How running can be a special kind of volunteering

To bring our celebration of 2013 National Volunteer Week to a close, we asked one of our Dive Staff, John Hanzl, to share his insights on volunteerism and the new service program he was able to launch this fall. Read on for more information relating to a truly dedicated group of 20 volunteers who have donated their minds, bodies and dollars in service to the New England Aquarium for the last several months. 

Having just celebrated National Volunteer Week, I decided to look up the meaning of the word volunteerism.  Though my own career at the New England Aquarium started as a volunteer thirteen years ago, I never really thought too much about the actual act of volunteering.

This is what volunteering looks like: Runners on the Aquarium's marathon team running the Boston Marathon

The American Heritage Dictionary defines volunteerism as “the use of, or reliance on, volunteers, especially to perform social or educational work in communities.” I was amazed by the personal connection those words had for me, as for the past four months I had the privilege of being part of the process of getting the Aquarium to become a charity for the Boston Athletic Association, and of fielding a team of twenty truly amazing and unique individuals to run the 117th Boston Marathon.

The team convenes in the athletes village at the starting area in Hopkinton

Now one might ask, how does a team of marathon runners represent “social or educational work in communities?” It’s because these runners have banded together from all corners of the globe (even as far away as Australia) to be part of the Aquarium’s marathon team. And they’ve done this not only to share the experience and camaraderie of training for, and running in, the Boston Marathon, but to help raise funds for the Aquarium’s school and community programs, which reach over 47,000 children every year in diverse communities throughout Massachusetts.



Though every one of these runners has a story to tell, a unique experience to share – of personal strife and triumph, of self doubt and of overcoming those doubts – it’s their collective desire to become ambassadors for the Aquarium’s mission, and their boundless enthusiasm in support of that desire that embodies the true meaning of volunteerism.

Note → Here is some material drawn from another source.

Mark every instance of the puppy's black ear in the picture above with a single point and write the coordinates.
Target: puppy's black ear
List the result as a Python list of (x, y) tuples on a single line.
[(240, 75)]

Aquarium marathon team members help during a
Whale Day event at a local school, an outreach
program supported in part by the runners' fundraising.
Over the course of the past four month of relentless training and fundraising, these 20 runners have dedicated over 1,800 hours of their time and have raised over $98,000 for the Aquarium’s outreach programs. They have truly become advocates for our mission, and each and every one of them have helped to bring inspirational programming to schoolchildren all over the state. They have truly become a “band of brothers (and sisters!)”

So as a way of thanking our Aquarium marathon team for exemplifying so perfectly the meaning of volunteerism, I turn to our team motto and say, “Go Fish!”